I’m a little torn about what to post for today’s Read Aloud Thursday. Due to my bout of laryngitis last week, we’re a little behind on our current chapter book, Betsy and Tacy Go Over the Big Hill. The Maud Hart Lovelace Reading Challenge ends this weekend, so ideally I would post my review of our latest Betsy-Tacy read here today. We are LOVING the story, but I really want to finish it before I give my opinion (which will definitely be positive, but I want to know whereof I gush 😉 ). I might have to break my self-imposed no-blogging-on-the-weekend rule just this once after we finish Big Hill. Stay tuned.
Of course, there’s no shortage of great books to share–that’s almost never the problem. In fact, I often have a hard time blogging the books I want to blog before I have to return them to the library. I think today I’ll reach waaaaaaay back for some vintage Caldecotts that we enjoyed a few weeks ago. How’s that?
They Were Strong and Good by Robert Lawson is a book that helps me realize that we all have stories and no matter how mundane we think they are, someone will probably think they’re interesting. My girls are forever wanting me or Steady Eddie to tell them a story, and the ones they like best are the ones from our childhoods. I am very guilty of claiming that I don’t have any stories–after all, I’ve lived a pretty ho-hum existence. Well, according to Robert Lawson, simply being strong and good is enough. 🙂 This story, published in 1940 and winner of the next year’s Caldecott Medal, is simply the story of his parents and grandparents.
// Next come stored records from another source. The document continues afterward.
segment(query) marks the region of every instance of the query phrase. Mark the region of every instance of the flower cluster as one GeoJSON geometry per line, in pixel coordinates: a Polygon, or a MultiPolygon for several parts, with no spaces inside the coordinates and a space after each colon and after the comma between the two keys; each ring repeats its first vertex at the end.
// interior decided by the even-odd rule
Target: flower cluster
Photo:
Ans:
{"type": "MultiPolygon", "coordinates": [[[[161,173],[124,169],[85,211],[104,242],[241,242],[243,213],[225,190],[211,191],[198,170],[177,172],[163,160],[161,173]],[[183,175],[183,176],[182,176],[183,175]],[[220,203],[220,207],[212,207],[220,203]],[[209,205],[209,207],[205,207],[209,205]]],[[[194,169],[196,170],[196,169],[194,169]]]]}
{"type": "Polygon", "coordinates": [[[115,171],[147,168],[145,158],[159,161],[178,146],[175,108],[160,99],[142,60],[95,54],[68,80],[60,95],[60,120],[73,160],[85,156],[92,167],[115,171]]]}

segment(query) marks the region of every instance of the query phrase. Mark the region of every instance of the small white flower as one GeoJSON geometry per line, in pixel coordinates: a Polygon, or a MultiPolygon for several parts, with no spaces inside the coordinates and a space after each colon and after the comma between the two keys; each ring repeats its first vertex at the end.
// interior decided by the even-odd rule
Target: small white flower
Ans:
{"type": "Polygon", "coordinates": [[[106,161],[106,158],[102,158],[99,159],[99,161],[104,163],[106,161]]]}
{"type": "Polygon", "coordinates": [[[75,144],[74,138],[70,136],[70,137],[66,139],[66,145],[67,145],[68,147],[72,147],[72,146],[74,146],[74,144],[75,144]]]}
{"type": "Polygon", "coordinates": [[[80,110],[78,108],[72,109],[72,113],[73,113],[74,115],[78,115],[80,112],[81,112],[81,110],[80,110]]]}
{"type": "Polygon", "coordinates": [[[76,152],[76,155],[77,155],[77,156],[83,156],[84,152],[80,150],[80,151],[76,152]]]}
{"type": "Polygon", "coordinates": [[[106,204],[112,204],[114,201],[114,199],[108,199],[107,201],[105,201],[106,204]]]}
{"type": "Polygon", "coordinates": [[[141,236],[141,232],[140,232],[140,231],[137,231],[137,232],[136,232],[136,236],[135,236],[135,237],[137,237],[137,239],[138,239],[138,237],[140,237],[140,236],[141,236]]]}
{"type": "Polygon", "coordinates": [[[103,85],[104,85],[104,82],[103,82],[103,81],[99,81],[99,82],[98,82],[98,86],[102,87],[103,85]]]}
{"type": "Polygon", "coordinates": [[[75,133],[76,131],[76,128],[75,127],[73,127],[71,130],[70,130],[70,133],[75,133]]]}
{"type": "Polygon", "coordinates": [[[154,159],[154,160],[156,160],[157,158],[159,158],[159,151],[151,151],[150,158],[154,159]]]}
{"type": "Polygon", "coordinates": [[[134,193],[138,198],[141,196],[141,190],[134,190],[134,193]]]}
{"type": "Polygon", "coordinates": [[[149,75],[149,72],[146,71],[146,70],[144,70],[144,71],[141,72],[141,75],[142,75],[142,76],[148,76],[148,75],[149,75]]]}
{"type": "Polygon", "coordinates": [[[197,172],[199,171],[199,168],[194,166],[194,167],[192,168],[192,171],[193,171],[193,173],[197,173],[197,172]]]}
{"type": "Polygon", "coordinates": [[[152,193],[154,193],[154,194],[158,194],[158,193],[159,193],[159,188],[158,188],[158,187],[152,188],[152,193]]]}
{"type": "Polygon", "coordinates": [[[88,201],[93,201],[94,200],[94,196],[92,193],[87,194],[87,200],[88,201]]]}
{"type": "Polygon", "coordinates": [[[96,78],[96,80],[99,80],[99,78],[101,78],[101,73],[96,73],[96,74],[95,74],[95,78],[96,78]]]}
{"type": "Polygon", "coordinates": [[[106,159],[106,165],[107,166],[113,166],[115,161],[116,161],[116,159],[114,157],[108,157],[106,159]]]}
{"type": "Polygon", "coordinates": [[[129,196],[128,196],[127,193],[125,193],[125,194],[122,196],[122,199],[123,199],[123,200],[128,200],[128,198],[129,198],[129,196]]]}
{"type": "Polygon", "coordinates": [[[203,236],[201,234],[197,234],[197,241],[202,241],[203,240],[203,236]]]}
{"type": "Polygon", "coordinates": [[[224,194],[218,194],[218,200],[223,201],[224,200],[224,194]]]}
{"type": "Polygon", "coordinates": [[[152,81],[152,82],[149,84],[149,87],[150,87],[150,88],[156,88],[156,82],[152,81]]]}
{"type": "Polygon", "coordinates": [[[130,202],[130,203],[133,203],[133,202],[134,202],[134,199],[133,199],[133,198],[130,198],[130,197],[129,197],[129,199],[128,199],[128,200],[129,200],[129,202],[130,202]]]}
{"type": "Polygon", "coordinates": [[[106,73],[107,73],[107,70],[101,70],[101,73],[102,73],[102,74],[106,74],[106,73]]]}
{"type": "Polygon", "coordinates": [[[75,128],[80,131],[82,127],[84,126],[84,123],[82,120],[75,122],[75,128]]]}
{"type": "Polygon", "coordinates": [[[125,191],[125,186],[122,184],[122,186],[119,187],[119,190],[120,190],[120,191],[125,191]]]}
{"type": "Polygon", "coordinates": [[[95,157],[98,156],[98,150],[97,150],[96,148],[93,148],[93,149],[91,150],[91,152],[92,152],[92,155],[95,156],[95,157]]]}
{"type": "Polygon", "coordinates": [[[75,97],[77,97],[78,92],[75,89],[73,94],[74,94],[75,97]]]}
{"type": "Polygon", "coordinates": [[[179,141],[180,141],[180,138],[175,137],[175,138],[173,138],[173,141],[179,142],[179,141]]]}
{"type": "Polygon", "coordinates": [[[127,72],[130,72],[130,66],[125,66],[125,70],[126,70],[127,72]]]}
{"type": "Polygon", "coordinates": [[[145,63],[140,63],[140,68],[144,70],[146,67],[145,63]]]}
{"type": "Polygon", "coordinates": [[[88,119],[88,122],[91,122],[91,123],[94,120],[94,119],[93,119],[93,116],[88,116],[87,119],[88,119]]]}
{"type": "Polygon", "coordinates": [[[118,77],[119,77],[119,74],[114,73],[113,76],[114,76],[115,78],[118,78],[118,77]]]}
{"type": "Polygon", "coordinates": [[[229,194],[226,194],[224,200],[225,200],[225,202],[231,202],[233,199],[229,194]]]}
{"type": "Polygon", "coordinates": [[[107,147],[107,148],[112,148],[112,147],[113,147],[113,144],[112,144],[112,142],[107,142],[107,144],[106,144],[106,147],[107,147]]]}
In the foreward he writes:
Most of it I heard as a little boy, so there may be many mistakes; perhaps I have forgotten or mixed up some of the events and people. But that does not really matter, for this is not alone the story of my parents and grandparents, it is the story of the parents and grandparents of most of us who call ourselves Americans.
My girls and I enjoyed this one, and of course, the illustrations are one of the reasons it’s special. Lawson‘s pen and ink drawings are detailed and very expressive. Lawson was both a prolific illustrator and author, and he was the first person to win both the Caldecott and Newbery Medals. (His Newbery was for Rabbit Hill.) He was definitely a talented fellow and one whose works I want to explore further with my children.
The Rooster Crows: A Book of American Rhymes and Jingles by Maud and Miska Petersham is a title I’d love to add to our home library. Mother Goose collections we have aplenty–collections of American rhymes, though, are nonexistent. It was fun to me to read some of these poems and jingles to the girls and remember them as something that my daddy or my granny used to say. Granny was a veritible storehouse of poetic knowledge–memorizing “pieces” was something she had to do a lot of in her nine years of formal education, so it was never surprising to hear her spouting off a rhyme. However, my daddy isn’t the literary type at all, so it was fun for me to read rhymes that I’ve heard him recite. Not to be too serious and high-minded, but it made me realize the importance of the oral tradition. (“How Much Wood Does a Woodchuck Chuck?” comes to mind immediately, lest you think I’m getting up on my high horse. 🙂 ) The girls got a big kick out of this book–especially this rhyme:
Way down yonder on the Piankatank,
The bull frog jumped from bank to bank
And skinned his leg from shank to shank
Way down yonder on the Piankatank.
The Rooster Crows was published in 1945 and won the Caldecott Medal in 1946. Maud and Miska Petersham were prolific illustrators and several of their books are worth quite a bit of money. Hopefully the fact that The Rooster Crows won the Caldecott will keep it in print for a long while!
Reading these two older award-winning books has made me ponder the nature of awards. Both of these books are very basic and simple by today’s standards, and I don’t necessarily just mean in terms of the style of illustrations. It seems to me that oftentimes today picture books are gimmicky–that there has to be a “catch” to the book for it to be considered good. I don’t know. I’m still thinking this through. Readers, what do you think? Has our standard of what’s good been altered somehow? Are we always looking for the next, new thing? (Maybe these books were the next, new thing in their day, hmm?) Or is this just the nature of declaring something the best?
Oh, goodness. I’m sorry to wax so philosophical this Read Aloud Thursday. I feel like I need to apologize for that and for not doing a better job of getting around to everyone’s blogs and commenting on your Read Aloud Thursday posts. Lately I have been doing most of my blog reading via my iPod Touch, and I find it VERY tedious to try to comment on it. We have quite a few new bloggers participating in Read Aloud Thursday, and I want you all to feel welcome! I’ll try to get around to your blogs as soon as possible, I promise!